Sui mercati emergenti tornano ad aleggiare le tensioni che sembravano sopite negli ultimi giorni. In particolare, è tornata a destare preoccupazione la Turchia, dopo la notizia che il premier Recep Tayyip Erdogan (nella foto) sarebbe direttamente coinvolto negli scandali di corruzione che dalla fine dello scorso anno agitano il suo stesso governo. In tale contesto caratterizzato dall'incertezza, sono tornate a farsi sentire più forti che mai le voci di chi chiede che il premier Erdogan dia le dimissioni.
Tutte preoccupazione che, puntualmente, sono state riflesse dall'andamento della valuta nazionale, la lira turca, che è finita nuovamente nell'occhio del ciclone e che ha raggiunto nuovi minimi rispetto sia al dollaro sia all'euro.

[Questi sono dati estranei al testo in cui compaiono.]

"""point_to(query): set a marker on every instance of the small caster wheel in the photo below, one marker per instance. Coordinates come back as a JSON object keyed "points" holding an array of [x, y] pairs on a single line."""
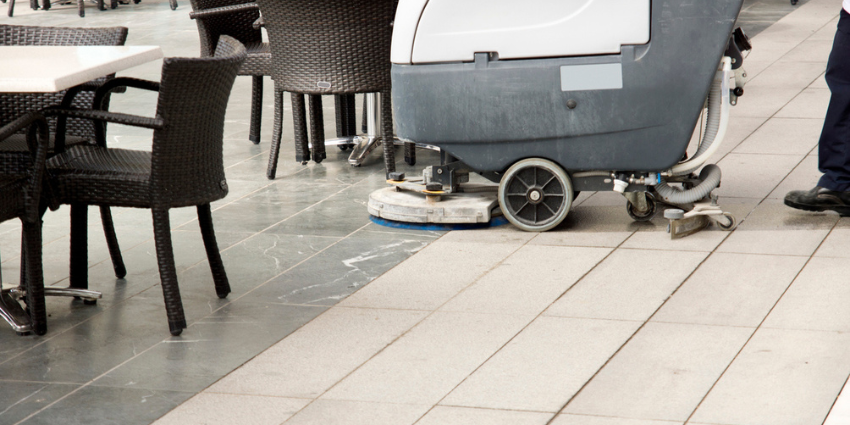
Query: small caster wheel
{"points": [[535, 194], [730, 224], [647, 215]]}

In particolare, nella notte, il cambio tra la moneta unica e la lira turca ha toccato i nuovi i massimi dal 4 febbraio, salvo poi arretrare lievemente nel corso della seduta del 25 febbraio. Gli esperti di Ig non si sentono di escludere che "se le tensioni politiche dovessero intensificarsi e sfociare in una guerriglia civile, la lira turca possa deprezzarsi ulteriormente e rivisitare i livelli visti a fine gennaio quando era arrivata in area 3,27". Viceversa, secondo gli esperti di analisi tecnica, "un rientro delle tensioni dovrebbe riportare le quotazioni sotto 3".